A resonant series RLC circuit calculator may be used to verify the calculations of the examples below and also for more practice and investigations of these circuits.
Consider the series RLC circuit shown below.
For a circuit supplied by a voltage source of frequency \( f \), the total impedance \( Z \) of the series RLC circuitis given by:
\[ Z = R + j \left(\omega L - \dfrac{1}{\omega C} \right) \]
The relationship between the current \( I \) and the voltage \( V_i \) is given by
\[ I = \dfrac{V_i}{Z} \]
where \( V_i \) and \( I \) are the complex form of the voltage \( v_i \) and the current \( i \) respectively.
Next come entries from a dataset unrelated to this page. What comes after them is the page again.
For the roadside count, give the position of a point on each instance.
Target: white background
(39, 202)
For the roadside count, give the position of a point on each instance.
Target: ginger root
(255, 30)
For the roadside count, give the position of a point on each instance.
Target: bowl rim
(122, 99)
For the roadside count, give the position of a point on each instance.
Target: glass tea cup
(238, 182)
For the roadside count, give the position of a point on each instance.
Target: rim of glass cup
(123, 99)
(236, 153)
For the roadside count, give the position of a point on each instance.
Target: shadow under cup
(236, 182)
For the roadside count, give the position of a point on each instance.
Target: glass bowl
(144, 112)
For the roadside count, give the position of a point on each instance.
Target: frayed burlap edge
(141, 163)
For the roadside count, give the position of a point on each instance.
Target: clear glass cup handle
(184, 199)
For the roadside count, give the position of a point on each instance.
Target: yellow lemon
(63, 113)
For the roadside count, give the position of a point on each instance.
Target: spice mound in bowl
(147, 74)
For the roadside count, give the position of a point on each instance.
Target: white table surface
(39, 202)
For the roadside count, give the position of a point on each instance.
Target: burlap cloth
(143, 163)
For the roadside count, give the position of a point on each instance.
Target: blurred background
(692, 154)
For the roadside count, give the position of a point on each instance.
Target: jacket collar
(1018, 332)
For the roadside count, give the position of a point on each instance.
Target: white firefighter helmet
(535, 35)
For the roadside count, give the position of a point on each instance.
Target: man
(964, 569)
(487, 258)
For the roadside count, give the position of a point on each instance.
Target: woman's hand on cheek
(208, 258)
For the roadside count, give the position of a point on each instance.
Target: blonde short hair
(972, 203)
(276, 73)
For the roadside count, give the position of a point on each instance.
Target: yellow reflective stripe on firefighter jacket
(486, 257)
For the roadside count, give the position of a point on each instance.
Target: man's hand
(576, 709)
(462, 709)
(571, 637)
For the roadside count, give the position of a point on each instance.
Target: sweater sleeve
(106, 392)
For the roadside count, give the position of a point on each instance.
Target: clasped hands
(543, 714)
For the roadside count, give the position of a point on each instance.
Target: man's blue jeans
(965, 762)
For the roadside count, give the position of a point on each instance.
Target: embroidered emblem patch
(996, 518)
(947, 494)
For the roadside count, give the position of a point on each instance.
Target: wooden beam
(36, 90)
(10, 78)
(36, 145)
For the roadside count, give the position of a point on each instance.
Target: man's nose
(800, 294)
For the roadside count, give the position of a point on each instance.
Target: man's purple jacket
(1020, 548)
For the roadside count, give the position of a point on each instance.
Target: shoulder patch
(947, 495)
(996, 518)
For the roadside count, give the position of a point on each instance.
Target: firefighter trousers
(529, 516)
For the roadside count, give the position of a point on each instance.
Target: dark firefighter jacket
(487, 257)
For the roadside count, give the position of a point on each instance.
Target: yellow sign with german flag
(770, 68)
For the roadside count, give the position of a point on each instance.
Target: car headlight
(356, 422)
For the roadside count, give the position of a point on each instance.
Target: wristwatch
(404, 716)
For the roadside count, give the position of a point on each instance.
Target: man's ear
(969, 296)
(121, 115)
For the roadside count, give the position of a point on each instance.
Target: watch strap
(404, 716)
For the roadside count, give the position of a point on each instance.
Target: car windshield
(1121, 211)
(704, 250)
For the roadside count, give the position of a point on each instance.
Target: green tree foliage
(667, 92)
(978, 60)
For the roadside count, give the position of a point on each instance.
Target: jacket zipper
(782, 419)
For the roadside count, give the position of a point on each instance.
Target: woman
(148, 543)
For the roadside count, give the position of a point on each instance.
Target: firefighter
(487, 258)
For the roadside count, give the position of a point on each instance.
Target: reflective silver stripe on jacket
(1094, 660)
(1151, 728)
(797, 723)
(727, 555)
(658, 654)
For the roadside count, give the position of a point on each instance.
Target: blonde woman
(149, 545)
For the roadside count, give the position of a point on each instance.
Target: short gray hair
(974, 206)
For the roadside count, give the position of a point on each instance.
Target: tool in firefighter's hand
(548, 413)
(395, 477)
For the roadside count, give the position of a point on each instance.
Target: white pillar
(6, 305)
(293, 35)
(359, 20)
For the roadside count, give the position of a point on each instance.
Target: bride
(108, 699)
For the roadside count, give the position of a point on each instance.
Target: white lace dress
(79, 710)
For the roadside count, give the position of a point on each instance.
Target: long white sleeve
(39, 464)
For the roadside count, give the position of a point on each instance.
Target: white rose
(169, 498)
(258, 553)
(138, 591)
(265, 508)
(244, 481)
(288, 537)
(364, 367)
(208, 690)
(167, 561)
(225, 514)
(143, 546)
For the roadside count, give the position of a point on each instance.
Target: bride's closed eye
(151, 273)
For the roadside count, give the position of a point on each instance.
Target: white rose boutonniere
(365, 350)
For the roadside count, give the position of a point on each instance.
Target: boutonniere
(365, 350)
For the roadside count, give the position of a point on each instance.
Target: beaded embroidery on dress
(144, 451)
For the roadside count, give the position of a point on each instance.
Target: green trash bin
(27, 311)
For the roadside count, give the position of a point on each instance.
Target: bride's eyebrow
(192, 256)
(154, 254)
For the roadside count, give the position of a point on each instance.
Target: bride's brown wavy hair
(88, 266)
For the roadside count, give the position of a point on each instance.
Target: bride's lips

Using the definition of the magnitude of a complex number, the magnitude \( |Z| \) is given by
\( |Z| = \sqrt {R^2 + \left(\omega L - \dfrac{1}{\omega C} \right)^2} \)
If \( V_0 \) is the peak value of the voltage source \( v_i = V_0 \cos (\omega t) \), then the peak value \( I_0 \) of \( I \) is given by
\( I_0 = \dfrac{V_0}{ |Z| } = \dfrac{V_0}{ \sqrt {R^2 + \left(\omega L - \dfrac{1}{\omega C} \right)^2} } \)
The frequency of resonance is defined as the frequency for which \( I_0 \) is maximum or when the magnitude of \( Z \) is minimum.
Since the resistance \( R \) is independent of the frequency, the minimum value of \( |Z| \) occurs at \( \omega = \omega_r \) such that
\( \left(\omega_r L - \dfrac{1}{\omega_r C} \right) = 0 \)
Solve the above for \( \omega_r \) to obtain the resonant frequency
\[ \omega_r = \dfrac{1}{\sqrt {L C}} \quad \quad (I) \]
At the resonant frequency \( \omega = \omega_r \), we have:
1) \( Z = R \)
For \( V_0 \), the peak value of the voltage source \( v_i \), the peak value \( I_0 \) of \( I \) is given by
2) \( I_0 = \dfrac{V_0}{R} \)
Let \( X_L = \omega L \) and \( X_C = \dfrac{1}{\omega C} \)
3) \( X_L = X_C \)
Example 1
Let \( R=300 \; \Omega \), \( L = 100 \; mH \) and \( C = 100 \mu F \) in the series RLC circuit above.
a) Find the resonant frequency \( \omega_r \)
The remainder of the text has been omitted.